Sementara itu, pendakwah-pendakwah di luar Aceh itu sudah sangat melangkah maju dalam perkara tersebut. Mereka memiliki manajemen khusus yang mengelola media sosialnya dan publikasi video-video dakwah dan ceramah mereka.

Di Aceh.. agaknya hal ini belum jadi perhatian serius para pendakwah kita atau orang-orang di sekitar mereka (Rijal haulahum). Padahal syarat ini mutlak harus diikuti oleh para pendakwah jika ingin go Nasional dan go internasional. Agaknya begitu ya. Karena soal keilmuan.. para pendakwah kita umumnya sudah tidak diragukan lagi.

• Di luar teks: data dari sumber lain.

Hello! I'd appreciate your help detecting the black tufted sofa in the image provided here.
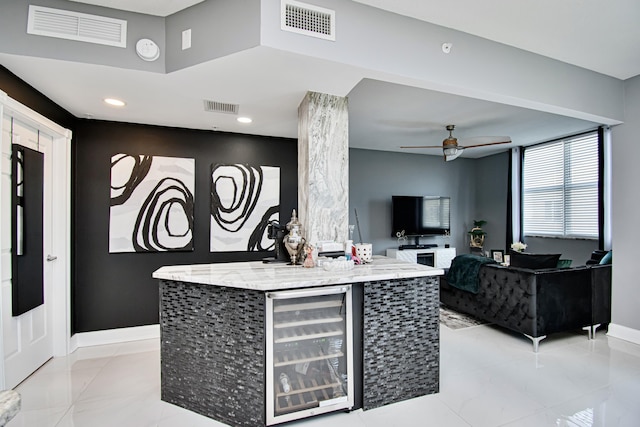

Kembali ke soal Abi Umar Rafsanjani yang saya katakan sebagai pendakwah Internasional dari Aceh. Tauliah beliau itu kabarnya dikeluarkan oleh Jabatan/Majelis Agama Islam Negeri Pulau Pinang.

Dan pada aturaanya, tauliah itu memang hanya berlaku di Negeri/Provinsi Pulau Pinang/Penang dan tidak boleh beraktivitas di negeri-negeri lainnya.

Hanya saja, beliau ini sesekali juga bisa berdakwah di negeri lainnya lantaran Abi Umar sudah dikenali sehingga bisa kita berdakwah di Negeri-negeri Malaysia lain.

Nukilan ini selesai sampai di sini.